Title: Estimation of the mitigated fraction from ordinal data in the evaluation of vaccine efficacy 

Abstract:

Vaccine efficacy can be established through the estimation of several numerical measures found in the literature. A widespread and common measure of efficacy for vaccines, especially those designed to prevent a given disease, is the prevented fraction.  Unfortunately, the prevented fraction can be used only when the outcome is dichotomous. It is worth noting that some useful vaccines reduce the severity of the targeted disease rather than entirely prevent its occurrence. The concept of the mitigated fraction was introduced in veterinary medicine to quantify the reduction in the severity of disease occurring in vaccinated animals as compared to non-vaccinated animals. The USDA’s Center for Veterinary Biologics (CVB) recommends a form of the mitigated fraction proposed by Siev (2005) which can be easily calculated when the disease severity can be graded by some continuous measure or by some discrete assessment resulting in unambiguous ranks. Current CVB guidance suggests that the mitigated fraction be estimated non-parametrically via the use of the mean ridit (Bross, 1958) and Wilcoxon rank sum statistics.

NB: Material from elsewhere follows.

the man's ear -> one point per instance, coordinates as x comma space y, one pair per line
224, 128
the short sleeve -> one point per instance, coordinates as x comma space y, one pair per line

A survey of recent literature indicates a growing interest in measures of effect size when the outcome variable is ordinal, especially when observations are clustered or measured longitudinally. Here, a parametric approach has been carried out using several statistical procedures under different experimental designs to estimate the mitigated fraction from an ordinal response. Preliminary work shows the parametric approach works well for a completely randomized design and may be extended to studies where more than two treatments are compared whereas the method of Siev (2005) can handle only two treatment levels (vaccinated and non-vaccinated). Furthermore, analysis results for datasets with a clustered ordinal response are explored under various statistical procedures. Extension of these procedures to multisite vaccine trials will also be discussed.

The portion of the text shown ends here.